Près de trente-cinq années séparent les affaires Sophie Le Tan et Françoise Hohmann, mais un seul homme les relie dans la douleur : Jean-Marc Reiser. Devant la cour de justice de Strasbourg pour l'assassinat de l'étudiante Sophie, il a aussi été le dernier à avoir vue vivante Françoise, à l'époque et dont le corps reste introuvable. Il avait été traduit en justice mais a fini par être acquitté. Thierry Moser, avocat de la famille Hohmann jusqu'en 2020, voit dans ces similitudes le signe "d'une espèce de signature, comme un modus operandi," lit-on sur franceinfo.

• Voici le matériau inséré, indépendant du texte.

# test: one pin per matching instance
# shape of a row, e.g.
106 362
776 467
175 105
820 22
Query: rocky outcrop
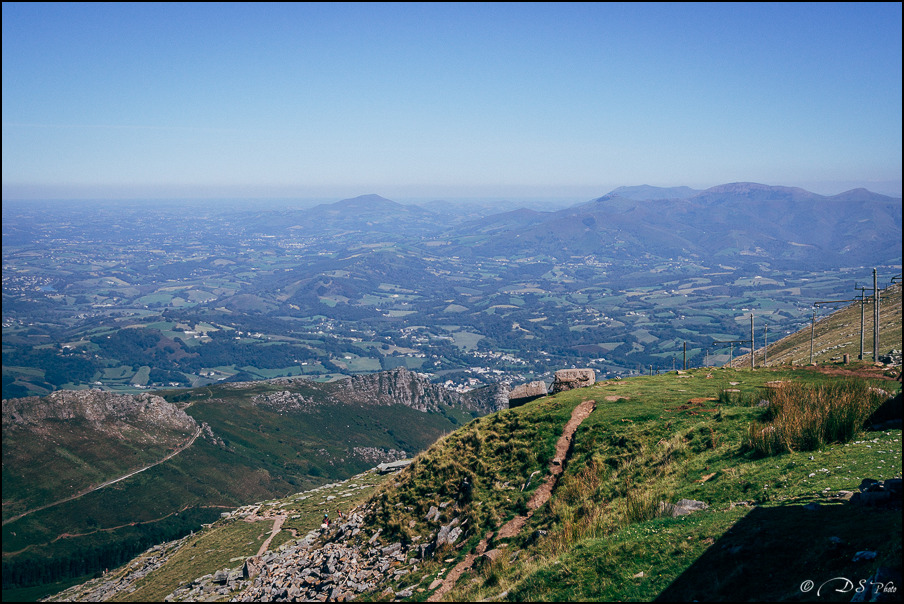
569 379
403 387
525 393
285 401
104 411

Les proches de François Hohmann relèvent les points communs entre les deux jeunes femmes : Sophie Le Tan fêtait à peine sa vingtième année, François Hohmann avait 23 ans, elles étaient toutes deux de jolies brunes et jolies. Mais surtout les circonstances de leur disparition se font écho : La première visitait l'appartement de Jean-Marc Reiser, la seconde faisait du porte à porte comme démarcheuse commerciale. Les traces de l'existence de Françoise s'arrêtent là, au rez-de-chaussée d'un bâtiment. La police avait fait rapidement le rapprochement avec Reiser mais il a fait l'objet d'un non-lieu en 1992 car rien ne permettait de le confondre.
Dix ans plus tard, Jean-Marc Reiser est interpellé lors d'un contrôle de routine des douaniers. "Ces derniers découvrent dans sa voiture un arsenal d'armes de poing, un fusil à pompe, des cagoules, des stupéfiants, et surtout des photos de femmes visiblement inconscientes, dans des positions sexuelles dégradantes", écrit franceinfo. De quoi donner une autre image de lui quand a disparu Françoise Hohmann.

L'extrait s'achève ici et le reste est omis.